The People’s Pension

The People’s Pension is the title of a new book by Eric Laursen to be published in April. With a subtitle The Struggle to Defend Social Security since Reagan, this book is a magnum opus in every sense. Its 800 pages provide the reader with an extensive chronology of events relating to the historical development of the USUS Social Security system from the 1930’s to the 2010’s, with a particular focus on the ideological and political attacks on the system, starting during the presidency of Ronald Reagan, and continuing over the intervening years right up to the present time. The author has compiled a remarkable historical record of events with the aim of enlightening readers by explaining the ideological and political philosophies and proactive campaigns of individuals and organizations that have featured prominently in the continuous sequence of attacks against the Social Security system. The book is both eminently readable and scholarly with its recording and interpretations of events and its references to a vast range of research resources and first-hand discussions with key players and institutions involved in this saga of contemporary history. The author describes the story that unfolds in this book as a history of thirty years of American political life, populated with episodes of deals made and not made, of ideological grandstanding and self-righteousness, and of spin control aimed at inoculating politicians from the public response to their own ruthlessness. Each time, the movement against Social Security acquires new financial backers and new political champions and the sequence of events is repeated over and over as strong protective opposition is encountered from liberal or progressive defenders of the system, and for the most part, the attacks on Social Security have failed. Caught up in the middle of this ideological and political battleground is 2012a program that is a fundamental element of American workers’ lives, set up to provide a basic income for workers and their beneficiaries during old age, as well as on death or becoming disabled.
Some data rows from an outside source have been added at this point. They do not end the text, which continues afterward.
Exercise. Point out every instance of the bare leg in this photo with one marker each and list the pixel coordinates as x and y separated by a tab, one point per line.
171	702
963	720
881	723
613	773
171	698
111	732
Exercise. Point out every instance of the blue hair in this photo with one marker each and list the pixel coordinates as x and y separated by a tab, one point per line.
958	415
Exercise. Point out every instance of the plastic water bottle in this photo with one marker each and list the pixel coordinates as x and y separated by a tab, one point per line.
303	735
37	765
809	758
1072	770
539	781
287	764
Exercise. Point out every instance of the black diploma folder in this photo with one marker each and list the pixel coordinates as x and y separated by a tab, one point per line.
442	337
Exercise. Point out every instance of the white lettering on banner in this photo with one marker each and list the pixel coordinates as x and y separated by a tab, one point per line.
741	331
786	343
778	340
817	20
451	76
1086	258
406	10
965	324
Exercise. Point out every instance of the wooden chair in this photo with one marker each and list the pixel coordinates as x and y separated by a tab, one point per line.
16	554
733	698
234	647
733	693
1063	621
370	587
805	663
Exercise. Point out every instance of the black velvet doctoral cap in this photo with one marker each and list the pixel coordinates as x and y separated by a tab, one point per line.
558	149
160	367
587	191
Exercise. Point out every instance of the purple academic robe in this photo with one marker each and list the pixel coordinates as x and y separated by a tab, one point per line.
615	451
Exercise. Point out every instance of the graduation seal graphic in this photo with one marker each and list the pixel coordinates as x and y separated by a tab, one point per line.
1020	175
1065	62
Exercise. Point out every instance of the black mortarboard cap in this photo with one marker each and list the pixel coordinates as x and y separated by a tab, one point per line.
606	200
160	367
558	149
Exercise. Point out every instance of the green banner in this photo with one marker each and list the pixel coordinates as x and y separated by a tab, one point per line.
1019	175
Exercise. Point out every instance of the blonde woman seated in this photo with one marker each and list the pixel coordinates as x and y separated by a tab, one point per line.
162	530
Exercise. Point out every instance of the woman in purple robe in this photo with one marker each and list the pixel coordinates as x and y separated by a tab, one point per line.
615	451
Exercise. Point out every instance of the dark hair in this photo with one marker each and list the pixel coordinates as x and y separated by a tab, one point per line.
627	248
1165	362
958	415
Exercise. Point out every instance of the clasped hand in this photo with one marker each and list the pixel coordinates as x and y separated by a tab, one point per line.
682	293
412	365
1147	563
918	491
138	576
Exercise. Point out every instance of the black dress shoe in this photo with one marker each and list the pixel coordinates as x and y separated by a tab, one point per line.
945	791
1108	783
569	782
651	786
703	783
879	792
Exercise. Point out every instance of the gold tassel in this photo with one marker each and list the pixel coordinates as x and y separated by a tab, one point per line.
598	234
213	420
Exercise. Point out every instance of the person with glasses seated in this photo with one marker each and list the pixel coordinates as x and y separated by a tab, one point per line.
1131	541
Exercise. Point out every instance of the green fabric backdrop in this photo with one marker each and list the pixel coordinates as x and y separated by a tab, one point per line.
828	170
While no single-page 800-word review can do justice to the full content of this 800-page tome, some noteworthy highlights of the author’s message include descriptions of attempts to make Social Security voluntary; to privatize Social Security; to replace a part or all of Social Security with a system of individual accounts; to reduce future scheduled Social Security benefits by introducing means-testing, postponing the normal retirement age, scaling back on cost-of living adjustments, and reducing the basic benefit formula for determining the key Primary Insurance Amount from which actual benefits are mostly derived. Many of these initiatives were undertaken in the guise of encouraging individual thrift and opposing welfare, claiming that the Social Security System is bankrupt, unaffordable and unsustainable, and moreover constitutes a tremendous burden on future generations from the intergenerational transfer of financing the system. Each of these ideological viewpoints is discussed objectively by the author who notes in passing that the debate would often focus on the arcane technicalities of the program’s long-term financial projections while seemingly ignoring the social and economic reality that the Social Security system is the people’s pension, paid for by dedicated payroll taxes, and that the people who fund the program in turn depend on it for certain future benefits and economic security. The author delivers a powerful message with this quote from a former Social Security Commissioner: “The government may administer and enforce compliance with a social insurance system, but in the final analysis it is paid by, and is for the benefit of, the people of the nation; the government is simply the intermediary that carries out the wishes of the people.”

There is great deal in The People’s Pension to interest both the general reader and the Social Security expert. The chapters on Scary Numbers, Propaganda and Politicization, and The Retirement Crisis should be required reading for every American. Scary Numbers discusses the concept of generational accounting that gave the enemies of Social Security another weapon, however imperfect, with which to attack the program. Generational accounting erred in balancing all taxes paid by each generation against only one group of benefits that generation received back, omitting a host of others. The Congressional Budget Office criticized the erroneous basis for generational accounting and its too narrow tax-and-benefit assessment and the misleading scary numbers it produced. Propaganda and Politicization describes the propaganda campaign that was initiated by the Bush administration with its statement that the current Social Security system is unsustainable in the long run based on an infinite projection of the system’s deficit and its politicization of the Social Security Administration with a campaign to push a political agenda that contained statements that were untrue. The Retirement Crisis serves to put the future of the American retirement system into proper perspective and to focus on how Social Security can be strengthened as the cornerstone of the system.